Middle East Supply Centre, The
During World War II, the United States and the United Kingdom cooperated in the successful operation of a regional organization which indisputably saved the Middle East for the Allied cause and which, if perpetuated, might have formed the basis for regional peace and stability. This was the Middle East Supply Centre, whose creation, evolution, responsibilities, and activities are described analytically in this volume.
It was an agency, says the author, "bestriding the Middle East economy like a giant and imposing its views and wishes on the production and consumption of nearly 100 million people toiling in a vast sub-continent. " Even in the midst of global war, M. E.S. C. not only supervised the feeding of the people of the region, but also assured that industries kept producing and that the economy poured out large quantities of munitions and quartermaster items for Allied armies in the Middle East and beyond.
At the end of the war, diverse proposals were made to convert M. E.S. C. into a "regional bureau" that would bring the wartime seeds of regional cooperation to permanent flowering for betterment and peace in the Middle East under the United Nations, under Anglo-American sponsorship, or under the Middle East countries themselves. Failure to obtain American participation resulted in the collapse of these efforts and M. E.S. C. was dissolved in November 1945.
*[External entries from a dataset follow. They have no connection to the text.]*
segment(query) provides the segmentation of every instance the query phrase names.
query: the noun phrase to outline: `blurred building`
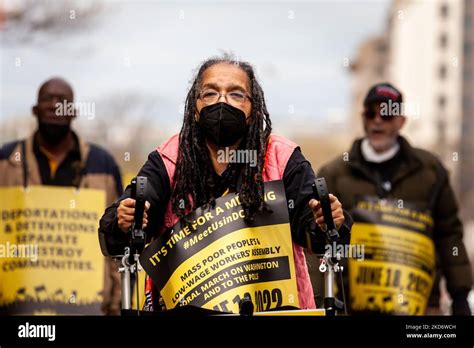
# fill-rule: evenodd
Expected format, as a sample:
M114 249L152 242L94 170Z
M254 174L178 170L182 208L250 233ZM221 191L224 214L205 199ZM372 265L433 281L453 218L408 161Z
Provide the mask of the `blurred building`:
M358 49L356 58L350 64L352 73L351 127L354 136L362 136L362 104L372 85L387 80L388 59L387 35L370 38Z
M437 153L453 177L460 163L463 7L462 1L396 0L388 20L389 77L413 111L405 134Z
M474 1L464 0L462 131L459 192L467 212L474 212Z

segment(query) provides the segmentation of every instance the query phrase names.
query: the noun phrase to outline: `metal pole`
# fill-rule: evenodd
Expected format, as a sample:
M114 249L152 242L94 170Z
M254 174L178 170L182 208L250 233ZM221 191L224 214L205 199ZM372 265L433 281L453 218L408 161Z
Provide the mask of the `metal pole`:
M334 270L330 263L327 263L327 271L324 273L325 297L334 297Z
M339 253L333 258L328 251L324 254L322 263L319 266L319 270L324 272L324 308L327 316L336 315L337 309L341 309L344 305L334 296L335 272L342 271L342 267L339 266L340 259L341 255Z
M130 248L125 248L125 254L122 257L122 267L119 272L122 276L122 309L132 308L132 297L130 294L130 264L128 258L130 256Z

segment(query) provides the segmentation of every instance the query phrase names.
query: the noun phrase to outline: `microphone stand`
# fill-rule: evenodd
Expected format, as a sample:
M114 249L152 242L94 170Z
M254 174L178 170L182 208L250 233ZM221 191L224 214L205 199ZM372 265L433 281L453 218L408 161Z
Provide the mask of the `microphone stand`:
M132 294L131 294L131 275L134 273L138 274L141 271L139 263L130 264L130 247L125 247L124 254L121 257L121 267L119 267L119 273L122 279L122 309L132 308ZM138 270L137 270L138 268Z
M339 241L339 232L334 224L332 217L331 202L329 200L329 191L326 180L317 178L312 185L313 194L319 200L323 210L325 226L323 232L326 233L326 242L336 246ZM335 316L337 310L344 308L344 302L334 296L335 273L342 272L343 267L339 265L342 255L339 252L331 252L331 248L326 251L321 259L319 271L324 273L324 309L327 316ZM343 286L343 285L341 285Z
M131 227L130 245L124 249L121 258L122 266L119 268L122 279L122 309L129 310L132 308L131 296L131 275L136 276L136 292L137 292L137 315L140 315L139 305L139 281L138 272L142 270L139 258L145 248L146 235L143 231L143 214L145 212L147 178L137 176L131 182L132 192L131 198L135 199L134 222Z
M334 296L335 273L343 271L343 267L339 265L340 260L340 253L336 253L334 257L327 251L319 265L319 271L324 273L324 309L327 316L335 316L337 310L344 308L344 302Z

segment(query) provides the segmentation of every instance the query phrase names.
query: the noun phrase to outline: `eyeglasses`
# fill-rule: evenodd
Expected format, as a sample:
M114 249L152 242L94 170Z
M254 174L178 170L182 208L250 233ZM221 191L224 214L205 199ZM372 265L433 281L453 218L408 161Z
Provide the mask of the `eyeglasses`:
M375 112L375 110L365 110L362 115L367 119L367 120L373 120L376 116L377 116L377 112ZM393 116L391 115L387 115L387 116L383 116L383 115L380 115L380 118L382 119L382 121L385 121L385 122L390 122L394 119Z
M211 105L217 103L217 101L224 97L227 103L233 106L241 106L248 99L252 101L247 94L241 91L231 91L229 93L219 93L215 89L205 89L199 93L199 99L201 99L204 104Z

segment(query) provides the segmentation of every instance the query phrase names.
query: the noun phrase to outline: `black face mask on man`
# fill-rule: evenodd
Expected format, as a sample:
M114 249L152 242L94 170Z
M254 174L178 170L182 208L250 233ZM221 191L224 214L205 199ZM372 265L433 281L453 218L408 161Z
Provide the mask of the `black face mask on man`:
M55 124L49 122L38 122L38 131L41 137L49 145L58 145L69 133L69 124Z
M245 113L227 103L203 107L198 124L204 136L219 147L235 144L248 130Z

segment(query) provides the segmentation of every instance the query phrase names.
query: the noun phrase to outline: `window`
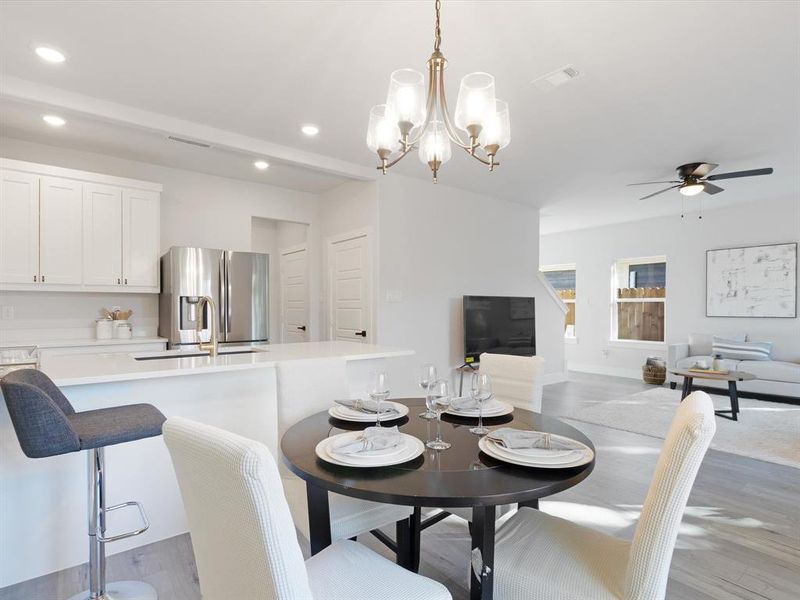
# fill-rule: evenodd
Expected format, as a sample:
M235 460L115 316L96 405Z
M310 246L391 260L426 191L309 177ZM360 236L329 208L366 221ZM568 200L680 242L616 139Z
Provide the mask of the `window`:
M613 274L612 338L664 341L667 259L664 256L619 260Z
M575 337L575 265L542 267L542 274L567 305L564 318L564 337Z

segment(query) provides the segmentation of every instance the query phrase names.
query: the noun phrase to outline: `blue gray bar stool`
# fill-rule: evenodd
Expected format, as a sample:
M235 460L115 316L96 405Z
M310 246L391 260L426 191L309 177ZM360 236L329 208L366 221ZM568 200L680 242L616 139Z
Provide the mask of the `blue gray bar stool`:
M75 412L50 378L35 369L12 371L0 380L19 445L29 458L87 450L89 456L89 589L70 600L156 600L152 586L140 581L106 583L105 545L147 531L150 524L138 502L106 506L106 446L161 435L165 417L150 404L131 404ZM106 515L138 508L142 525L106 537Z

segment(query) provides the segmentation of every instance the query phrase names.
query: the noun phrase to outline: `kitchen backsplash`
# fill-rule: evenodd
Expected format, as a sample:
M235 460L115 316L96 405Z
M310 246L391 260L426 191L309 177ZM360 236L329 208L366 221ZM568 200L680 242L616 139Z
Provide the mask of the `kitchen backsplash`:
M94 339L101 309L132 309L134 337L158 333L156 294L0 292L0 345Z

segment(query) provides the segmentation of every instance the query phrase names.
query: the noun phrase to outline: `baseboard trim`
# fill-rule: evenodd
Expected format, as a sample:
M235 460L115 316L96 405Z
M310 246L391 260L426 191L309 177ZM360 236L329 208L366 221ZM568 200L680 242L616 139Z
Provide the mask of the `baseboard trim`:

Beyond the author's narrative and analysis of the Centre's wartime logistical activities, he has placed the whole enterprise in a far larger setting: Anglo-American collaboration: the imperious influence of world powers; the aspirations of underdeveloped nations; and the growth in the area of "economic regionalism. "
Commander Sir Robert Jackson, wartime Director General of the Centre who now holds appointments with several governments in the Third World and is also Senior Consultant to the United Nations Development Programme, has written the foreword for the book, in which he views the activities—and the legacy—of the Centre from the perspective of more than 25 years.
Martin W. Wilmington was a Fellow at the Center for Middle Eastern Studies at Harvard University prior to his death in 1964. He also had served as professor of economics at Pace College and as an advisor on industrial development to the City of New York. Born in Berlin in 1915, he left Germany as a refugee in 1936 and studied at the University of Geneva, which awarded him the Licence es Sciences économiques. Later he came to the United States, serving in the U. S. Army during World War II and continuing his studies at New York University, where he received the M. A. and Ph. D. degrees in economics. He traveled extensively in the Middle East while gathering material for this book. The editor, Professor Laurence Evans of the State University of New York at Binghamton, supervised the final preparation of the manuscript, adding U. S. State Department archival materials which had not yet been made public at the time of the author's research.